Niu Mengting, Zou Quan, Wang Chunyu
Institute of Fundamental and Frontier Sciences, University of Electronic Science and Technology of China, Chengdu, Sichuan 610000, China.
Yangtze Delta Region Institute (Quzhou), University of Electronic Science and Technology of China, Quzhou, Zhejiang 324000, China.
Bioinformatics. 2022 Apr 12;38(8):2246-2253. doi: 10.1093/bioinformatics/btac079.
With the analysis of the characteristic and function of circular RNAs (circRNAs), people have realized that they play a critical role in the diseases. Exploring the relationship between circRNAs and diseases is of far-reaching significance for searching the etiopathogenesis and treatment of diseases. Nevertheless, it is inefficient to learn new associations only through biotechnology.
Consequently, we present a computational method, GMNN2CD, which employs a graph Markov neural network (GMNN) algorithm to predict unknown circRNA-disease associations. First, used verified associations, we calculate semantic similarity and Gaussian interactive profile kernel similarity (GIPs) of the disease and the GIPs of circRNA and then merge them to form a unified descriptor. After that, GMNN2CD uses a fusion feature variational map autoencoder to learn deep features and uses a label propagation map autoencoder to propagate tags based on known associations. Based on variational inference, GMNN alternate training enhances the ability of GMNN2CD to obtain high-efficiency high-dimensional features from low-dimensional representations. Finally, 5-fold cross-validation of five benchmark datasets shows that GMNN2CD is superior to the state-of-the-art methods. Furthermore, case studies have shown that GMNN2CD can detect potential associations.
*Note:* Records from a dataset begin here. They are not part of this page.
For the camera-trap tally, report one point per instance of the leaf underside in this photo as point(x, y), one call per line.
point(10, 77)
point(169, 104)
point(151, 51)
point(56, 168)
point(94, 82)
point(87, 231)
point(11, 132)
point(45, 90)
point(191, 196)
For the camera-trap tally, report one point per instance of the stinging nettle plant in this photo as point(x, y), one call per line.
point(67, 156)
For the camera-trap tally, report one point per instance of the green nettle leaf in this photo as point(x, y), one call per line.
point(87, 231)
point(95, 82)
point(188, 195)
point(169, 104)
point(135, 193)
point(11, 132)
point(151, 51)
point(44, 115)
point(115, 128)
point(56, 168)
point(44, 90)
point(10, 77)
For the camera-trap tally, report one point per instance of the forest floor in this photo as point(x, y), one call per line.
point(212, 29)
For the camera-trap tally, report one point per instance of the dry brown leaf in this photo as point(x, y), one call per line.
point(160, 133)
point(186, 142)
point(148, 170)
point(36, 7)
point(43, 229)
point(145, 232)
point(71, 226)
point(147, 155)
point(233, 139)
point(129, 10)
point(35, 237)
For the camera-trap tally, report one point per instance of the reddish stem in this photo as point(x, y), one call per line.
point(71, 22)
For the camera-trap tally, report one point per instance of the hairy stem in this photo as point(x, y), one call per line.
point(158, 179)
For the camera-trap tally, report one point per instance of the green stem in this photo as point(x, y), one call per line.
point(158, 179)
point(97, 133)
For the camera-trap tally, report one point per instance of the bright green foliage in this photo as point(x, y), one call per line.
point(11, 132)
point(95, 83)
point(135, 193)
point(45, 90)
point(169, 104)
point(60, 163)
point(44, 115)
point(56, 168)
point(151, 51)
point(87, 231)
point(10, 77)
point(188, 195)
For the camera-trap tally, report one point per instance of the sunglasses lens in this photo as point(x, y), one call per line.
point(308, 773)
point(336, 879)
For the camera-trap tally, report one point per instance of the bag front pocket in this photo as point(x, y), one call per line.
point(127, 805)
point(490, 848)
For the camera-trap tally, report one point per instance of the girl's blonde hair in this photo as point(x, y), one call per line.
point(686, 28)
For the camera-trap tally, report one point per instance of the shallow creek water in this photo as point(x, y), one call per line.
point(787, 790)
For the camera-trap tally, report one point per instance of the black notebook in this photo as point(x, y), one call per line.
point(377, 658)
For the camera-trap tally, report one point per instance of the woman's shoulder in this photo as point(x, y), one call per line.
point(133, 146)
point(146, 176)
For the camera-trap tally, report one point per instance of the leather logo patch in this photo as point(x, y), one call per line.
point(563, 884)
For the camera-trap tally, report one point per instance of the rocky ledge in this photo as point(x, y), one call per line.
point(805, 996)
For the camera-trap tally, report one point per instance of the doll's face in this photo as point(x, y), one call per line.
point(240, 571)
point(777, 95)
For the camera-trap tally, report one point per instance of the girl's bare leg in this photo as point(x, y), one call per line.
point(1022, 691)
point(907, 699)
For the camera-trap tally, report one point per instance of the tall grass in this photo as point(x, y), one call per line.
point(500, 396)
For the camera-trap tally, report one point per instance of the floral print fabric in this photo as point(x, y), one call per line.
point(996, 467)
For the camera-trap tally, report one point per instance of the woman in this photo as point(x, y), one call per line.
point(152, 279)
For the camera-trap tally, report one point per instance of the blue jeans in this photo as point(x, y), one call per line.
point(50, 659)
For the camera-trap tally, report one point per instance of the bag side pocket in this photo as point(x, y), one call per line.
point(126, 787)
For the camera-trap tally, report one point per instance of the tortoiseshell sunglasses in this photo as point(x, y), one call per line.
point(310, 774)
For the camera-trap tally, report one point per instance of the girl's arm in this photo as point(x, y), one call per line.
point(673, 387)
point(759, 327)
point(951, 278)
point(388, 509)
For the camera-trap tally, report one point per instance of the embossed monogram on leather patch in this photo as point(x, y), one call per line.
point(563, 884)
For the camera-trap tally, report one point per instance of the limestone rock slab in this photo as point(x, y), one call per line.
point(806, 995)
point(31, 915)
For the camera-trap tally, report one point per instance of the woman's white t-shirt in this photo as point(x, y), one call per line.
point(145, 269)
The source code and data are available at https://github.com/nmt315320/GMNN2CD.git.
随着对环状RNA(circRNA)特征和功能的分析,人们已经意识到它们在疾病中起着关键作用。探索circRNA与疾病之间的关系对于寻找疾病的病因和治疗方法具有深远意义。然而,仅通过生物技术来发现新的关联效率较低。
因此,我们提出了一种计算方法GMNN2CD,它采用图马尔可夫神经网络(GMNN)算法来预测未知的circRNA-疾病关联。首先,利用已验证的关联,我们计算疾病的语义相似度和高斯交互轮廓核相似度(GIPs)以及circRNA的GIPs,然后将它们合并以形成统一的描述符。之后,GMNN2CD使用融合特征变分图自动编码器来学习深度特征,并使用标签传播图自动编码器基于已知关联来传播标签。基于变分推理,GMNN交替训练增强了GMNN2CD从低维表示中获取高效高维特征的能力。最后,对五个基准数据集进行的五折交叉验证表明,GMNN2CD优于现有方法。此外,案例研究表明GMNN2CD可以检测潜在的关联。